Introduction Executive compensation matters for public REITs require a delicate balance of designing an effective program that incentivizes and properly rewards key employees while being mindful of external pressures. Non-binding Say-on-Pay proposals required under the Dodd-Frank Wall Street Reform and Consumer Protection Act of 2010 (the “ Dodd-Frank Act ”) have resulted in an increase in the influence of investors (particularly institutional investors) and proxy advisory firms, whose ever-changing preferences and priorities at times may diverge from what is necessary or advisable from the Board’s and/ or management’s perspective of achieving the company’s strategic objectives. Given the context in which REIT executive compensation is scrutinized, it is important for boards of directors, compensation committee members and senior management teams of REITs to understand their respective roles in establishing, implementing and disclosing compensation policies and to keep apprised of trends and developments relating to REIT executive compensation. Executive compensation that is viewed by external stakeholders as excessive or inconsistent with recent financial performance — or that fails to address non-financial initiatives, including relating to environmental, social and governance (“ ESG ”) matters — can have significant ramifications for public REITs and their management teams, and often leads to negative voting results for Say-on-Pay proposals and the election of directors tasked with the oversight of compensation matters. In fact, sustained investor

dissatisfaction relating to executive compensation can encourage activist stockholders — a prospect that has taken on new significance in light of the U.S. Securities and Exchange Commission (the “ SEC’s ”) new universal proxy rules, which make it easier for activists to engage in proxy contests 1 — and could result in litigation. Furthermore, in light of the SEC’s adoption of expansive new executive pay-versus-performance disclosure rules in August 2022, public REITs likely will be subject to even greater scrutiny to the extent that the new disclosures highlight misalignment between executive compensation and the REIT’s financial performance. One size certainly does not fit all when it comes to executive compensation. Compensation programs should be tailored to each REIT’s particular circumstances, competitive positioning and strategic objectives.

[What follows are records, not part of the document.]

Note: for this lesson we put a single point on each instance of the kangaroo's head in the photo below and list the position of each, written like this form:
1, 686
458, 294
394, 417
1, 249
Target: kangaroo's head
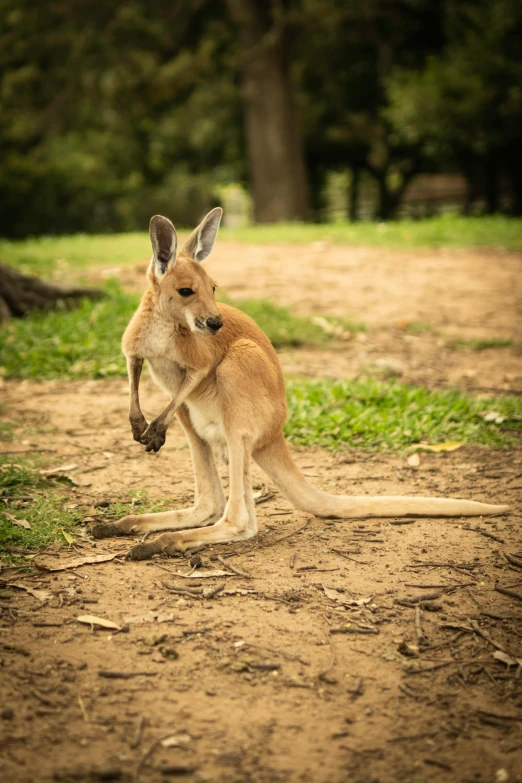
184, 291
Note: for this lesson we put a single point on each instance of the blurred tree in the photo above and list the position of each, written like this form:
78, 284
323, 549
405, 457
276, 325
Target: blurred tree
275, 148
465, 106
20, 294
111, 111
346, 53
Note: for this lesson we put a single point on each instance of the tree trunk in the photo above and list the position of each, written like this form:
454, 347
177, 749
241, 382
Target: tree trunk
491, 174
275, 148
20, 294
353, 195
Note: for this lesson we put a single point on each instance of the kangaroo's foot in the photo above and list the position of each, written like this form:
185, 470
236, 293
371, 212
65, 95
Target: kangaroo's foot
134, 524
174, 543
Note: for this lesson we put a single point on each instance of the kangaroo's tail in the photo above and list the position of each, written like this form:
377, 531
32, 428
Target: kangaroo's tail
275, 459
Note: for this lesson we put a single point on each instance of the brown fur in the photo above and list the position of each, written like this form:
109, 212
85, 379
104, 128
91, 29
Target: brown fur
227, 391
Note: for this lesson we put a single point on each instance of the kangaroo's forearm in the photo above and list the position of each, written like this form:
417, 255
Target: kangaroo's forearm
134, 368
190, 382
136, 417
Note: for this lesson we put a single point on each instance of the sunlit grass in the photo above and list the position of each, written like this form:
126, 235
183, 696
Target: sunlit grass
85, 342
445, 231
56, 256
375, 415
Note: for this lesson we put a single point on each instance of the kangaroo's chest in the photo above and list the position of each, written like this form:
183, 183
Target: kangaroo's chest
207, 419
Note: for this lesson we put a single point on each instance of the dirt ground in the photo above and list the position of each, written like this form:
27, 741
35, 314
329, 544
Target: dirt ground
325, 651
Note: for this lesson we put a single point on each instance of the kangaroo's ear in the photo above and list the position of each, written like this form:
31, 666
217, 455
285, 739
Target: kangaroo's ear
164, 243
200, 243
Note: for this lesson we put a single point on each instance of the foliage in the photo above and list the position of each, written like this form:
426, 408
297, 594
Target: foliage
71, 256
114, 112
85, 342
376, 416
444, 231
465, 105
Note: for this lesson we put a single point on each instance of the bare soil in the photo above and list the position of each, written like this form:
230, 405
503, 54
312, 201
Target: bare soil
307, 665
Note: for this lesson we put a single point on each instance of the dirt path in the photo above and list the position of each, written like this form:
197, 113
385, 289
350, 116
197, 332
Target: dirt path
255, 684
305, 666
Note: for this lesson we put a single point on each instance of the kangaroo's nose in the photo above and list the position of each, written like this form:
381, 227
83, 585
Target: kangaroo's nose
214, 323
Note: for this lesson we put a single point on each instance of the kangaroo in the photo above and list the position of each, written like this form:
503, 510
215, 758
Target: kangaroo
227, 391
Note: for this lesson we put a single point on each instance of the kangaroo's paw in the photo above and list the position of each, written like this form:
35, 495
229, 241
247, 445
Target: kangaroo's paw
124, 527
167, 544
154, 436
138, 425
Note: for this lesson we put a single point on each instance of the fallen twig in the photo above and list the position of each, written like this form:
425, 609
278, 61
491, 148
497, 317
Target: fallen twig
478, 630
513, 560
233, 568
483, 532
508, 592
139, 732
124, 675
418, 627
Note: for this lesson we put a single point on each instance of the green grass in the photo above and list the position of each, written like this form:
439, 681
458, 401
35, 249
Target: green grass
47, 506
27, 495
481, 344
58, 256
376, 416
80, 343
85, 342
55, 256
444, 231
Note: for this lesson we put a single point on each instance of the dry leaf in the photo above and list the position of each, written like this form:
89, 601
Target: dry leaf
42, 595
262, 495
203, 574
91, 619
340, 599
494, 416
449, 445
175, 740
18, 522
507, 659
149, 617
91, 560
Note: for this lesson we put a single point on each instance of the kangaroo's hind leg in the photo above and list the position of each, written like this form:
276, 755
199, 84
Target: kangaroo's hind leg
236, 523
209, 500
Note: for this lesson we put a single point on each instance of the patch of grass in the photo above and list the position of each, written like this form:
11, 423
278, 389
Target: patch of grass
85, 342
481, 344
80, 343
28, 496
46, 506
59, 256
375, 415
56, 256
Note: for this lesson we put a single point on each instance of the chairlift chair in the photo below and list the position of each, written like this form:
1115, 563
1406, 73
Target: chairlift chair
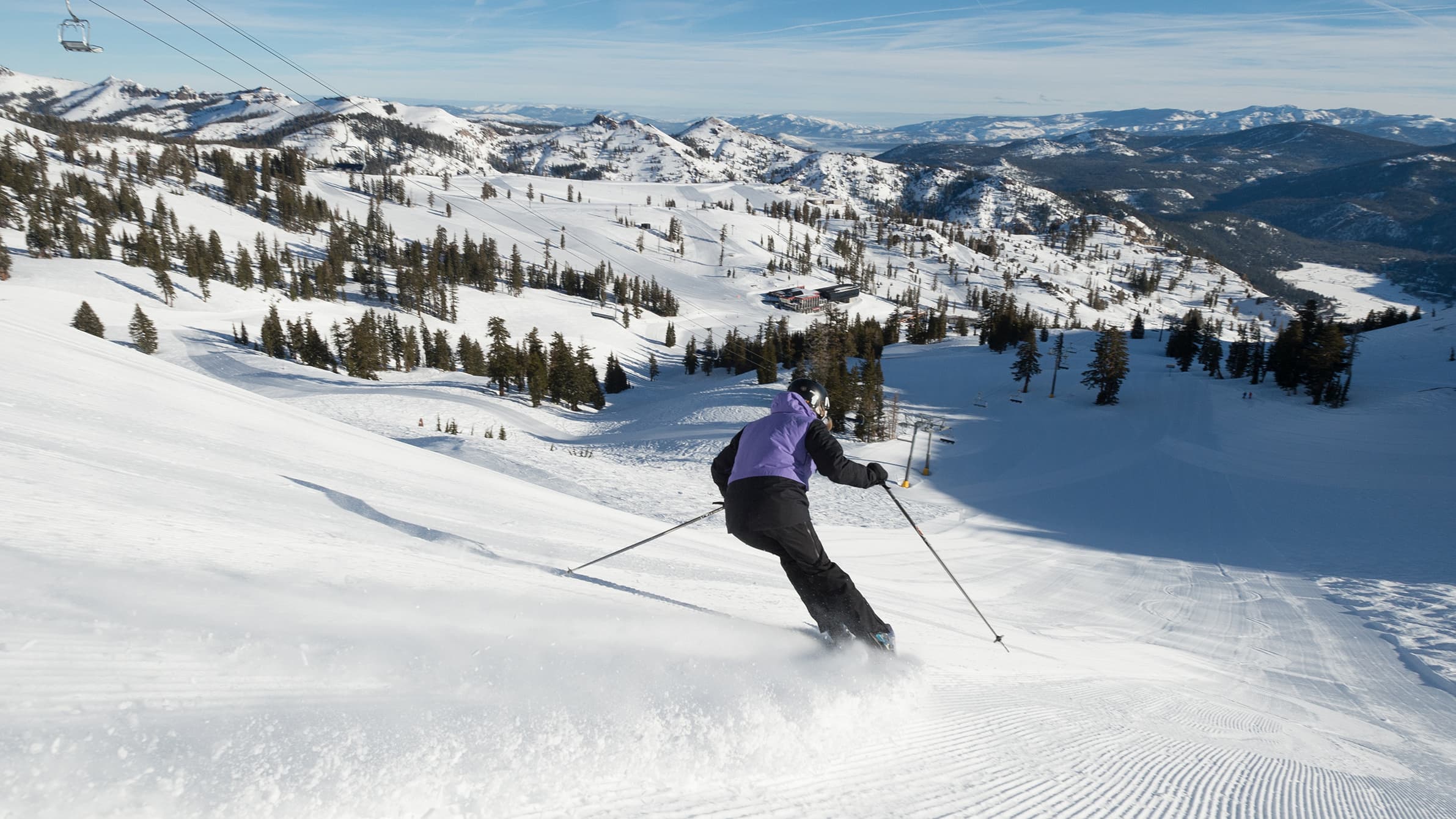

Because matters relating to executive compensation can be challenging under even the best circumstances, REITs and their boards of directors must be thoughtful when designing and implementing executive compensation programs that create appropriate incentives for executives to achieve both short and long-term financial and other objectives. When done correctly, a REIT’s executive compensation program can be a critical tool in recruiting, motivating and retaining executive talent and achieving corporate objectives, while at the same time encouraging behavior that generates long-term value for stockholders.